Most lawyers recognize that jurors want to do the right thing. Therefore, lawyers will try to use closing argument to align the case with the jury’s core beliefs. For example, if the case involves significant social issues such as race or religion, the lawyer will probably address them directly. But the primary emphasis will always be the jurors’ function as the sole judges of facts.
As a result, during closing argument, a lawyer must make the jury feel comfortable with the facts and they should know what the facts are and what they mean. In reality, the Plaintiff’s lawyer will try to “stream line” the facts to assist the jury-a task which is much more difficult than it sounds. After all, even the most “routine” case may have several doctors, different experts, and complex medical terminology.
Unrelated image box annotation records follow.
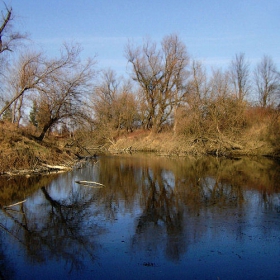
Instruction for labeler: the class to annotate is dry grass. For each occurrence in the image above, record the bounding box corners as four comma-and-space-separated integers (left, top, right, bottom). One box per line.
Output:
0, 122, 74, 174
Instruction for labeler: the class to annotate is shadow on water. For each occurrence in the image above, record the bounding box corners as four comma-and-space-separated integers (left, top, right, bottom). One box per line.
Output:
0, 155, 280, 279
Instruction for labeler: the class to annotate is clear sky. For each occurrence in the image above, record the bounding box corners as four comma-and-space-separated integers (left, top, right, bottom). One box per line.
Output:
6, 0, 280, 74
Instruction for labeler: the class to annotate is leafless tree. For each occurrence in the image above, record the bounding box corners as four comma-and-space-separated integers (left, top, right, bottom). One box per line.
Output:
125, 34, 189, 132
255, 55, 280, 107
92, 69, 137, 142
0, 45, 95, 140
230, 53, 250, 101
0, 5, 26, 54
0, 3, 27, 104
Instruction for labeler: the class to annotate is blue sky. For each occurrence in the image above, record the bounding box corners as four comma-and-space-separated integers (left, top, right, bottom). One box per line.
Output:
7, 0, 280, 74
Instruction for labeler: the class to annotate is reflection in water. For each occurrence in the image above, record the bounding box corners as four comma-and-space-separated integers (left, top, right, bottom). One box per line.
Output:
0, 155, 280, 279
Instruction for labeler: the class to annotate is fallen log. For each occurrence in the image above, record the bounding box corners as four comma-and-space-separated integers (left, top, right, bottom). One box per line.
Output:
41, 163, 71, 170
3, 199, 26, 209
76, 181, 105, 188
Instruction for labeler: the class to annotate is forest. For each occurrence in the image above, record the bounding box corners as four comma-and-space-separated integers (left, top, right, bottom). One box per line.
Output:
0, 6, 280, 174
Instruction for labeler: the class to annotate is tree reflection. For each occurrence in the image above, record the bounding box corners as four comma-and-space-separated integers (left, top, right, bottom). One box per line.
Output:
2, 182, 105, 278
0, 155, 280, 278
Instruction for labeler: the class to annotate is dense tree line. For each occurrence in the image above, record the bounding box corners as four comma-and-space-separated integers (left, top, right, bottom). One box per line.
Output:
0, 3, 280, 142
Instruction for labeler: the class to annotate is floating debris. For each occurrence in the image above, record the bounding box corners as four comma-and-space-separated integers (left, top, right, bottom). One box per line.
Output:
76, 181, 105, 188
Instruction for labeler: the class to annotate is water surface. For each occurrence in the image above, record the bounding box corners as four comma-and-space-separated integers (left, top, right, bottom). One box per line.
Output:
0, 155, 280, 280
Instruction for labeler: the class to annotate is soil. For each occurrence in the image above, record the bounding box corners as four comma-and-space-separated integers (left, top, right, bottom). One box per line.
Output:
0, 121, 280, 176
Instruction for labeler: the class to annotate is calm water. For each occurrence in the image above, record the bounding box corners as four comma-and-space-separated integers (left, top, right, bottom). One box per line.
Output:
0, 155, 280, 280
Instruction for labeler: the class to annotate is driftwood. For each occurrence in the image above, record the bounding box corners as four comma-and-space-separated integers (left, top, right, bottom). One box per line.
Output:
3, 199, 26, 209
76, 181, 105, 188
42, 163, 71, 170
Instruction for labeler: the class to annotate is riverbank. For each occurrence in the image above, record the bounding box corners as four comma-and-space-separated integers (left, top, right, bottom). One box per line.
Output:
109, 129, 280, 158
0, 123, 280, 176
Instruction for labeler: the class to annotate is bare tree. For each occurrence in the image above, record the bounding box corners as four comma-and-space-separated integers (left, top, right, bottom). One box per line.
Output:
230, 53, 250, 101
0, 45, 95, 140
0, 5, 26, 54
37, 53, 94, 140
93, 69, 137, 142
255, 55, 280, 107
0, 3, 27, 104
125, 35, 189, 132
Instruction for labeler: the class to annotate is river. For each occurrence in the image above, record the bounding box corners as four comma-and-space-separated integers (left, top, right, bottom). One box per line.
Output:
0, 154, 280, 280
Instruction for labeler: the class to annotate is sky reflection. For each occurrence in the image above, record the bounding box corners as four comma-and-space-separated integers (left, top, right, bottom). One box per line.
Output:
0, 155, 280, 279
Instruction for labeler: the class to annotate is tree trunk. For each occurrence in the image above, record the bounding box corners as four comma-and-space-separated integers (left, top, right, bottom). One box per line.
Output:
37, 119, 56, 141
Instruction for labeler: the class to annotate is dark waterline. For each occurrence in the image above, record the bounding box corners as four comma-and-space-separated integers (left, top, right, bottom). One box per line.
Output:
0, 155, 280, 280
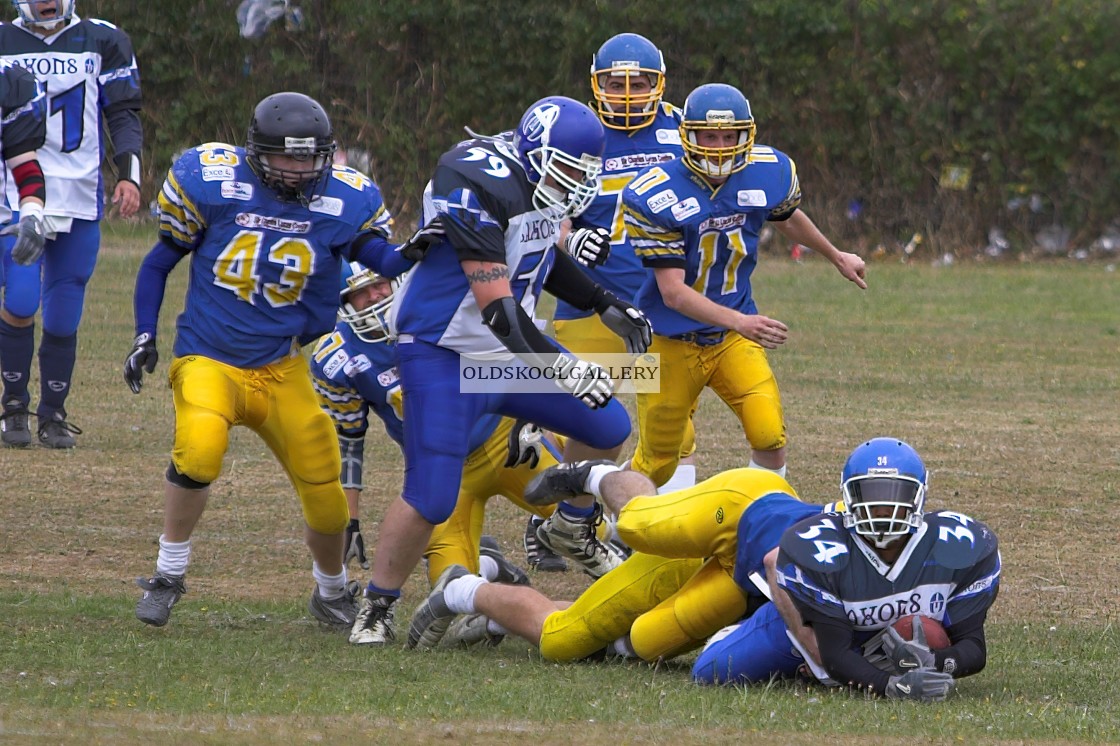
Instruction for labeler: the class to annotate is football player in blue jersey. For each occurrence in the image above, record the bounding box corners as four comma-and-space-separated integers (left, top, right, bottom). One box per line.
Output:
311, 263, 586, 600
525, 34, 696, 566
0, 0, 142, 448
692, 438, 1000, 701
623, 84, 867, 485
124, 92, 432, 630
0, 67, 47, 446
351, 96, 651, 644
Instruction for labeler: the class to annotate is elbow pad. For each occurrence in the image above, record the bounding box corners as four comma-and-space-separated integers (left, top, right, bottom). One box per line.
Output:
483, 296, 560, 360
Therefore, the Defense lawyer usually will try to complicate the facts and “poke holes” in the Plaintiff’s facts to confuse the jury to rule in the Defense’s favor.
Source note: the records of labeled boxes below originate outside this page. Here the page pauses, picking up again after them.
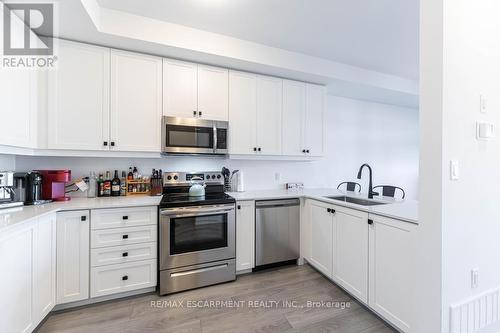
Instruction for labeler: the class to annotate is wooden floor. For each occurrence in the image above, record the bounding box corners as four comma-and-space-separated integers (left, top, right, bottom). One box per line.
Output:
39, 265, 394, 333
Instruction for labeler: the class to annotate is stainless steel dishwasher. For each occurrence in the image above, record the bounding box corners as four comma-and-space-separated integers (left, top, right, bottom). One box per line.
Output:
255, 199, 300, 269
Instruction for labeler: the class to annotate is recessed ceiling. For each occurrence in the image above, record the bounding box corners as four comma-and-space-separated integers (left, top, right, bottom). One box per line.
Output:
98, 0, 419, 79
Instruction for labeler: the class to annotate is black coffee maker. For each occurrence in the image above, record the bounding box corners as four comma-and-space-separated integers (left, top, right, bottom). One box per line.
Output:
14, 171, 50, 205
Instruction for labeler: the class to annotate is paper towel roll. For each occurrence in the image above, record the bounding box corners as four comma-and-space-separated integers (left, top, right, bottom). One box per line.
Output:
236, 170, 245, 192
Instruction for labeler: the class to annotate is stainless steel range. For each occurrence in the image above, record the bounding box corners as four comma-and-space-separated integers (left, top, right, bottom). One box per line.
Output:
159, 172, 236, 295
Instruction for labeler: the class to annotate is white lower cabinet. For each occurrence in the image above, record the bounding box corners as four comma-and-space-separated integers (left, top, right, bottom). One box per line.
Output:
0, 215, 55, 333
331, 206, 368, 303
90, 259, 157, 297
306, 201, 334, 278
236, 200, 255, 271
90, 206, 158, 298
57, 210, 90, 304
368, 215, 418, 332
300, 199, 418, 332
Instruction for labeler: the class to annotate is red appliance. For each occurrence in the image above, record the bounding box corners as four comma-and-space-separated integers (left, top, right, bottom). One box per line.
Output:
38, 170, 71, 201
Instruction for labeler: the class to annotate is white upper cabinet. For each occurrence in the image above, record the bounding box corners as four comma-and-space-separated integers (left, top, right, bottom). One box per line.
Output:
229, 71, 257, 154
282, 80, 306, 156
48, 40, 110, 150
304, 83, 326, 156
110, 50, 162, 152
257, 75, 283, 155
163, 59, 198, 118
198, 65, 229, 121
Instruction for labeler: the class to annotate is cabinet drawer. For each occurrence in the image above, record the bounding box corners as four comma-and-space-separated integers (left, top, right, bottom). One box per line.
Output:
90, 225, 157, 249
90, 259, 157, 297
90, 207, 158, 230
90, 242, 156, 267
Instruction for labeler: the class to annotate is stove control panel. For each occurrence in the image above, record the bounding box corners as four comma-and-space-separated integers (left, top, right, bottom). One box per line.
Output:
163, 171, 224, 185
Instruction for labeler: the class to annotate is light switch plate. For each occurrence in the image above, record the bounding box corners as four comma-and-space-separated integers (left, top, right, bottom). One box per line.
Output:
476, 121, 495, 140
450, 160, 460, 180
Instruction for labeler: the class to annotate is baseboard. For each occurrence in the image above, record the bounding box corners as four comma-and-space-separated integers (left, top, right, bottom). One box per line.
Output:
450, 288, 500, 333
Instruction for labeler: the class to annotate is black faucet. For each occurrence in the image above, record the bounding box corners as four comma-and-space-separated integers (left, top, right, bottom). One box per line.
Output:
358, 163, 376, 199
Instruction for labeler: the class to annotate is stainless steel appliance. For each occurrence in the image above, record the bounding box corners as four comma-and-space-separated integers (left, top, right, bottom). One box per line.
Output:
255, 199, 300, 269
159, 172, 236, 295
0, 171, 23, 208
162, 116, 228, 155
It is a difficult but important task for the Plaintiff’s lawyer to unite the entire trial’s different elements into a coherent whole — with the facts cast in terms of right and wrong, acceptable conduct versus unacceptable conduct.
A closing argument should relate to the jury and be sincere. Too often, lawyers go beyond what was shown in trial, make personal attacks on the other side (both the lawyer and his client) and even try to appeal to prejudices. Usually, a jury will see past these desperate attempts and focus on the facts.
Other than “summing up” the facts for the jury, a lawyer during a closing argument may also quote what a witness stated during trial. The lawyer may refer to exhibits or other evidence which was shown to the jury during trial. Of course, each trial is different and this may not happen, but quotations and references to prior evidence may help the jury understand oftentimes difficult facts.
Of course, during the closing argument, money will be discussed. However, the jury has heard about or seen bills from medical providers, perhaps the Plaintiff’s income statements, health insurance payments and even automobile medical payments. However, during the closing, the Plaintiff’s lawyer will put those numbers into context; meaning that the Plaintiff’s lawyer will ask for his/her client to have his/her past medical expenses paid. Also, the Plaintiff’s lawyer will ask for his/her client’s future medical bills as well. Naturally, it seems fair that when a Plaintiff has been injured to have their medical bills paid for. There is often great divergence between the Plaintiff and Defendant when they argue about non-economic damages such as emotional distress.
This is one of the most difficult aspects of the closing argument. However, while it would be effective, the Plaintiff’s lawyer cannot ask a juror to put himself in the Plaintiff’s shoes. Rather, the Plaintiff’s lawyer must relay what the Plaintiff has undergone since being injured. Perhaps the jury will hear stories about how the Plaintiff cannot lift her grandchild anymore or throw a baseball with his son.
Naturally, the Defense attorney disagrees as to what the injured Plaintiff is entitled to. Rather, they will argue in summation that the Plaintiff is entitled to little if anything, or just the medical bills. If the Defense is forced to admit that the Plaintiff is entitled to non-economic damages (which inevitable means that the Plaintiff is seriously injured) then of course he will argue that the amount should be minimal. While in all likelihood insurance is paying for the Defendant’s lawyer and will pay the verdict, the Defense attorney may focus on his client, “Mr. and Mrs. Smith” as sympathetic. Invariably, he will down play the extent of the Plaintiff’s injuries and suffering.
As you can see, there is a lot of information that both lawyers should put into a closing argument. The lawyers must summarize witness testimony, expert testimony, medical diagnosis and jargon, all the while weaving pertinent facts into the closing argument and relaying what the hurt and injured Plaintiff is entitled to; and to do this without “losing” the jury.
Like the role of the jury, this is no small task.